里芋は、長らく私の人生に登場しなかった。果たして食べていたのかいなかったのか、覚えていないというより、知らない。異様に好き嫌いの多かった私だが、里芋を嫌いに分類していたのかいなかったのかすら、覚えていない。いや、知らない。
はじめて「あ、里芋だ」と認識したのは三十代の後半。飲み屋で出たきぬかつぎを食べ、そのもっちりした触感と味にちょっと感動したのだ。でもそのとき、「きぬかつぎ」というのがその食べものの名前だと思い、「形状は里芋に似ているが、違うものなんだな」と思ったくらいだから、いったいどこまで私に無視されるのか、里芋。

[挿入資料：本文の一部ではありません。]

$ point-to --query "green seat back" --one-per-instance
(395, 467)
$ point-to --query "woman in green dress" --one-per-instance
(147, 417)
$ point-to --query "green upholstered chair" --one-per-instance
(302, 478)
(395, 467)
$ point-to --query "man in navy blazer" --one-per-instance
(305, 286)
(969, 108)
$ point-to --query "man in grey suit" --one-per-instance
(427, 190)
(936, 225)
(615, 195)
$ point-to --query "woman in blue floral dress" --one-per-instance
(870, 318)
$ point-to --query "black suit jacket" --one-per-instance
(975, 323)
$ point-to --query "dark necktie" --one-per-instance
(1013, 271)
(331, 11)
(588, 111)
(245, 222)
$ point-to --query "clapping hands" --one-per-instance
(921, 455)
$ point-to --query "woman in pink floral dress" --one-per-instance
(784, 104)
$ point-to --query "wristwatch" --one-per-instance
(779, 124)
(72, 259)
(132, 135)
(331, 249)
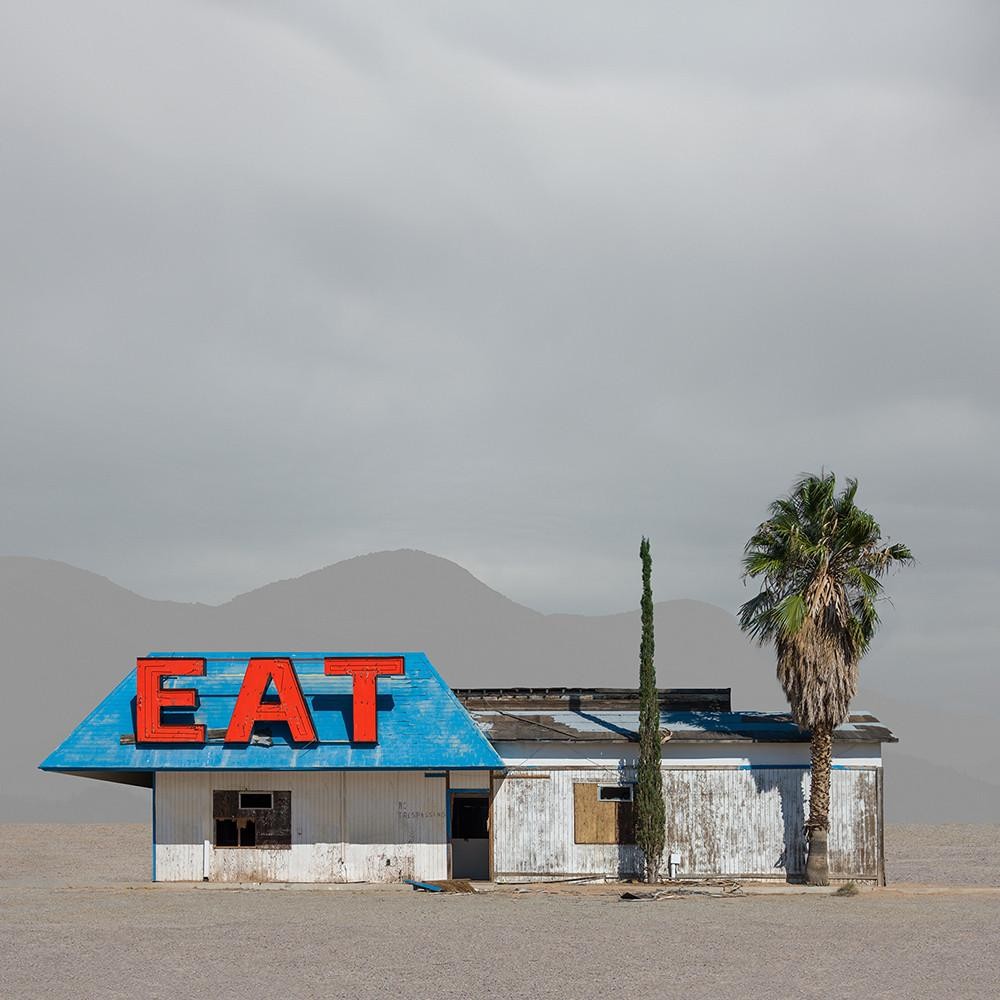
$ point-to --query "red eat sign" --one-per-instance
(290, 706)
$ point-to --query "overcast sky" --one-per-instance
(510, 283)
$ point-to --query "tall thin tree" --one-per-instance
(820, 558)
(650, 815)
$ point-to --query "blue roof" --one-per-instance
(420, 725)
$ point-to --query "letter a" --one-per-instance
(251, 707)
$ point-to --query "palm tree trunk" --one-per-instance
(818, 824)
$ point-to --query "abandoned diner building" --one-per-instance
(334, 767)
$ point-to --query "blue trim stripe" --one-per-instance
(153, 797)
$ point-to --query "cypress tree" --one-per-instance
(650, 815)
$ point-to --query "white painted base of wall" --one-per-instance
(372, 826)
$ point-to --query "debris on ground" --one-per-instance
(717, 888)
(442, 885)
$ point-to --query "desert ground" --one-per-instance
(81, 920)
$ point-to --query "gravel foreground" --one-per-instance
(73, 926)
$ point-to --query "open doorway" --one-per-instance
(470, 834)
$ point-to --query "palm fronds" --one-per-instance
(820, 559)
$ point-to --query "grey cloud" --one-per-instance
(512, 285)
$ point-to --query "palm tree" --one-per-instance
(820, 559)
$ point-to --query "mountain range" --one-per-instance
(69, 635)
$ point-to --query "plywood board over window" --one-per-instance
(601, 821)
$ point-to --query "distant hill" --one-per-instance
(70, 635)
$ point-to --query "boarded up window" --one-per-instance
(243, 820)
(601, 821)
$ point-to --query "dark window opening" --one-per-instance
(470, 818)
(255, 800)
(602, 819)
(615, 793)
(252, 819)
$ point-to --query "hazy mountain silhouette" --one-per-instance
(70, 635)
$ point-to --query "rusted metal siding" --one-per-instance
(346, 827)
(735, 821)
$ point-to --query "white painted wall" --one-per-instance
(735, 754)
(372, 826)
(723, 816)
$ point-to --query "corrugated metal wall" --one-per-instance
(722, 821)
(346, 827)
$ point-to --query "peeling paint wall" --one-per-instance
(732, 821)
(373, 826)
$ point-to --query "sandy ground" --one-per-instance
(74, 927)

はじめて里芋料理をしたのも、ほんの数年前。テレビの料理番組で、和風カレーの作り方をやっていて、おいしそうだから真似して作った。この和風カレーの具材が、豚バラ、玉葱、大根、ゴボウ、人参、里芋、だった。スーパーマーケットで、買いものかごを手に、「里芋、里芋」とつぶやきつつ、ビニール袋に入った里芋をしげしげと眺め、私はそれを棚に戻して冷凍食品のコーナーにいった。こんな土がいっぱいついた、皮のかたそうなものと格闘したくない、と思ったのである。
冷凍食品のコーナーには里芋もちゃんとある。冷凍里芋は、あの土だらけのごつごつした皮がちゃんと剥かれ、しかもかたちまできれいなまん丸にまとめられている。至極便利。
和風カレーの里芋は思いの外おいしくて、突如として私の人生にかかわってきたこの里芋を、以来頻繁に使うようになった。けんちん汁や煮物や。
あるとき、おそるおそる皮付き里芋を買って調理した。そして著しく後悔した。何を後悔したかって、冷凍里芋なんて姑息なものを使っていたことを、である。
考えてみれば当たり前の話だが、皮付き里芋と冷凍里芋は、もうぜんぜん違う。風味も食感もねっとり感も。その違いは、偽カニかまとたらばの脚くらい、なのだ。
皮付き里芋はいろいろと面倒くさい。洗って土をこそげ落とし、へんなひげがぼうぼう生えた皮を剥き、塩でもんで、煮て湯こぼしして、そこまでしてやってようやく調理。これが秋刀魚だったらもう焼けてますよ。
でも。でもそれでも。皮付き里芋の風味と食感とねっとり感を、私は選ぶ。
里芋って、和食にしか合わないと思っていたのだが、意外に洋食にも合う。鶏や豚とともにシチュウにすると、あの面倒な下処理の必要もない。里芋のねばりがシチュウのとろみになるので、バターも小麦粉も少なくてすむ。
もっともかんたんなのは、里芋をブイヨン・牛乳・生クリームで煮て、とろとろになったものにチーズをかけて焼くグラタン。具が里芋だけなのに、じゅうぶんおいしい。
先だっていった居酒屋で、「里芋の唐揚げ」という料理があり、注文した。美しい六角形の揚げ里芋が運ばれてきて、ただ素揚げしてあるんだろうと思って口に入れ、「ぐわあ」とちいさく叫び声が出た。いっしょにいた友人も、一口食べて「うはあ」と声をあげる。異様なおいしさだったのである。表面はぱりっとしているのに、なかがふわとろーんとして、しかも、出汁の味がしっかりきいている。
「何これ何これ何これ」「何これ何これ」「ねー、何これ何」「ほんと、何これ何なの」
と、阿呆のように友人と顔を見合わせて言い合い、帰り際、見送りに出てくれたお店の人に作り方を訊いてみた。出汁でじっくり煮てから揚げるのだという。それだけ聞けばかんたんそうだが、実際作るとなるとさぞや面倒だろうことが予想される。よし作ろうと、そのときは思ったが、結局まだ作っていない。
皮付き里芋を購入するようになってしばらくのあいだ、里芋の形状について考えていた。こんなにごつごつしていなかったり、へんなひげみたいのをこんなにぼうぼう生やしていなかったり、下処理が不必要であれば、里芋ってもっと重宝されたのではないかなあ。なんたって、芋のなかではもっとも低カロリー。しかも栄養価が高い。コロッケだって里芋のほうがまるめるときにまとまりやすい。どうしてもっとなめらかな、剥きやすい形状で生まれてこなかったのか……。
しかし里芋を使用する頻度が高くなると、皮を剥くのにも慣れ、ごつごつひげぼうぼうもさほど気にならなくなる。さらに面倒くさがりの私は、塩もみ・茹でこぼしなども省略。それでも案外だいじょうぶなものである。